Closed SaschaHeyer closed 5 years ago
Which version are you using? Is that file shared by more than one running instance? Are you relaunching a crawler in the same JVM? If yes, it is possible java did not release the file handle before you requested it again.
Hi Pascal,
sh collector-http.sh -a start -c project/crawler-configuration.xml
Best regards Sascha
Can you share a config that reproduces it?
This could happen if the crawler tries to open the crawlstore while there is still a lock on it. Is it possible when you start the crawler that the other one has not yet terminated? You should normally see a different error if so, but I am looking for patterns.
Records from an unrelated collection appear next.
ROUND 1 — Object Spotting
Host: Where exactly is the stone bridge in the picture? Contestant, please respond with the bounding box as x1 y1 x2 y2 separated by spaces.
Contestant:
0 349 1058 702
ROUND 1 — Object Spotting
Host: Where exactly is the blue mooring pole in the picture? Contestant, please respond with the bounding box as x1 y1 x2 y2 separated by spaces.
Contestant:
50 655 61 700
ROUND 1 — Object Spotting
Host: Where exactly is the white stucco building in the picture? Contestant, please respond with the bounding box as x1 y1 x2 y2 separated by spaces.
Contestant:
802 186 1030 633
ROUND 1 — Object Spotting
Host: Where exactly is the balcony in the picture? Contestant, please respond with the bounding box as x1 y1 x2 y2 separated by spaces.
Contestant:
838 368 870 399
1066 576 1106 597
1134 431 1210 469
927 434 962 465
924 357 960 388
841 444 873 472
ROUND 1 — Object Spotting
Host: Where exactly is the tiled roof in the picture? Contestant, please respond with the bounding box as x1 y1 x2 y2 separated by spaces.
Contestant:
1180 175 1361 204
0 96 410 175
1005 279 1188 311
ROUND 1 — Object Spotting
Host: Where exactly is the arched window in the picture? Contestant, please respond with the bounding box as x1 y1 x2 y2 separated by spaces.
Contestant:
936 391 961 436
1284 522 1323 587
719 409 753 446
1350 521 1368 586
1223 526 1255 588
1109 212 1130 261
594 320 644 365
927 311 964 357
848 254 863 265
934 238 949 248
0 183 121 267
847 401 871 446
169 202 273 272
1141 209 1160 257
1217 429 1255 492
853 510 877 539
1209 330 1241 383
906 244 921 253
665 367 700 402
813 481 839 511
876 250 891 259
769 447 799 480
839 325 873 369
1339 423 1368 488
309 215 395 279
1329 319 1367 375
So maybe forcing a delay between two runs could fix this? If you restart after that exception, will it work eventually or does it always fail after that exception is thrown? If it works fine after a while, it would tend to confirm there is sometimes not enough delay between two runs and the lock from the previous run is still there.
One thing to try is to make sure one execution does not start until the previous one is terminated and/or modify the collector launch script to insert a wait time before starting the JVM.
There might be a way to fix this natively, but we need to find out what causes this first.
Hi Pascal,
The cronjob itself will restart and the crawler then work as expected (sometimes it requires a few runs till the crawler starts again). As recommended I added a delay of 15 minutes to the cronjob but it can happen that the crawler runs longer and again is very close to the next crawl run. (Which leads to the the same error message).
I tried to find the pattern in the log files, here you can see the time frames are overlapping. The file is locked
exception is thrown while the crawler is still running. Though the log file itself is written after the previous crawl run is completed.
Logfile 1 - /2019/07/01/logs/201907010545060000__obfuscated.log
2019-07-01 05:30:08 INFO - Starting execution.
2019-07-01 05:49:21 INFO - Running: END
Logfile 2 - /2019/07/01/logs/201907010549210895__logistics.log
2019-07-01 05:45:48 ERROR - Execution failed
java.lang.IllegalStateException: The file is locked: nio:./obfuscated/crawlstore/mvstore/obfuscated//mvstore [1.4.196/7]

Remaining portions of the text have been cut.